LEXINGTON, Ky. (WKYT) - An hour before the Lexington Legends game started Tuesday night, most fans at Whitaker Bank Ballpark had already walked through the turnstiles, gotten their tickets scanned and grabbed the bobblehead being given away.
One group stayed outside the gates for a few more moments and circled up in prayer.
"If anyone knows the pain that's going on, it's this circle right here," said Logan Avritt, who led the group's prayer.
Everyone in the circle had their reason for being there. For most of them, it was losing a loved one: a brother, a daughter, a son, a grandchild, a friend. They all brought their pictures, and they each brought their stories of loss.
"I'm my daughter's voice," said Tamara Coleman. "She's no longer here, so I'm here to make sure my daughter and my grandson aren't forgotten."
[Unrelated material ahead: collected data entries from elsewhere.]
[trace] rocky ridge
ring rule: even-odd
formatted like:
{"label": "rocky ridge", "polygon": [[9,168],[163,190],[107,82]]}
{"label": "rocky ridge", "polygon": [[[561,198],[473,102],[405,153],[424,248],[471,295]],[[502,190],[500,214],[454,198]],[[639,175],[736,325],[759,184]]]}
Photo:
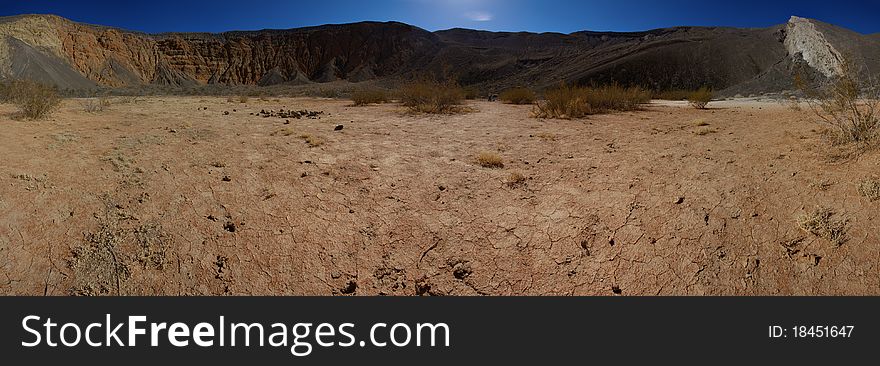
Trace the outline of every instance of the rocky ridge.
{"label": "rocky ridge", "polygon": [[569,83],[772,92],[793,64],[825,77],[844,55],[880,70],[880,39],[792,17],[761,29],[428,32],[397,22],[288,30],[145,34],[52,15],[0,18],[0,77],[62,88],[299,85],[443,75],[487,90]]}

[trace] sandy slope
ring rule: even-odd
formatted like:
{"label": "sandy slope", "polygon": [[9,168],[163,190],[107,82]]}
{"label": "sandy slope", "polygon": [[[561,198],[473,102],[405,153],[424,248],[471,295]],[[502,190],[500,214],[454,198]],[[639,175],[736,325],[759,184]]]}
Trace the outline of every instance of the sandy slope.
{"label": "sandy slope", "polygon": [[[880,154],[833,159],[806,112],[349,104],[0,106],[0,293],[880,294],[880,202],[856,188]],[[249,114],[282,106],[329,116]],[[848,219],[843,245],[798,228],[817,205]]]}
Coleman was there for her daughter, Maryiah, and Maryiah's unborn son, JaKobe, who died in a 2016 shooting.
She was joined by too many others - each with their own lost loved ones - walking onto the field together before the game.
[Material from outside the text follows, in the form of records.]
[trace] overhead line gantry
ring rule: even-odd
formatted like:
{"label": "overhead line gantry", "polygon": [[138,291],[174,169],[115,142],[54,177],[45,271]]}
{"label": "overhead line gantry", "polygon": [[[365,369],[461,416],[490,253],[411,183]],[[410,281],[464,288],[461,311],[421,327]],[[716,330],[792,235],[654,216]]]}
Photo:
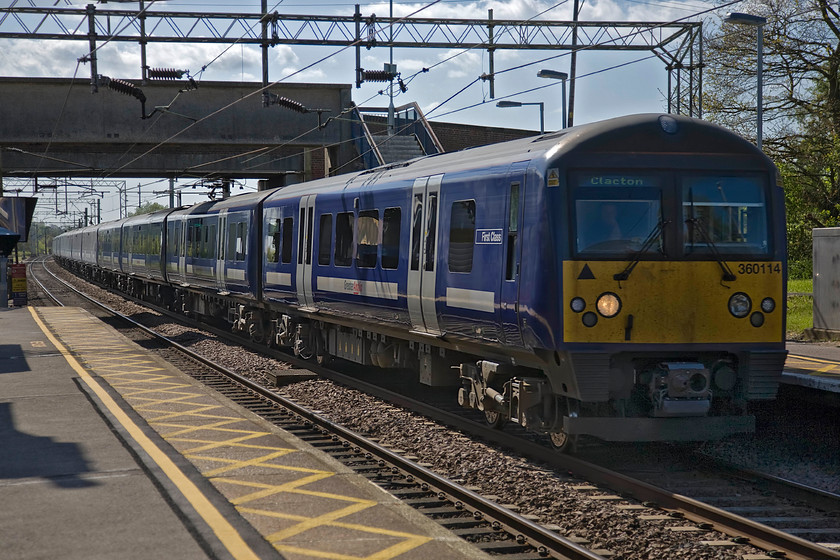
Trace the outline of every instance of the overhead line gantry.
{"label": "overhead line gantry", "polygon": [[96,42],[105,38],[140,45],[144,82],[149,43],[258,45],[264,86],[269,83],[268,49],[276,45],[354,46],[357,87],[362,82],[362,48],[482,49],[489,54],[486,78],[491,97],[497,50],[647,51],[662,60],[668,72],[668,112],[702,117],[701,22],[497,20],[492,10],[487,19],[390,18],[364,16],[358,4],[348,16],[295,15],[268,13],[267,0],[262,0],[260,13],[166,11],[143,1],[139,10],[99,9],[93,4],[0,8],[0,39],[88,41],[93,87]]}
Avritt, a youth mentor for MADE (Motivated All Day Everyday), a program for at-risk youth in Lexington schools, used his platform on the field as the Legends' community organization of the night to honor violence victims and their families. There was even a stadium-wide moment of silence to remember their loved ones.
Avritt said a night like that is important for the family members of victims to know they have support.
"Just wrap our arms around these mothers, these families, and let them know that as a whole community we've got their back," he said. "That's what this was all about, just bringing a smile to their face instead of some of the pain they deal with every day."
It also makes a strong statement against violence.
That is why family members said they were there - to make sure that what happened to them does not keep happening to others.
"We don't want to lose any more of our children," Coleman said. "We just want peace on our streets."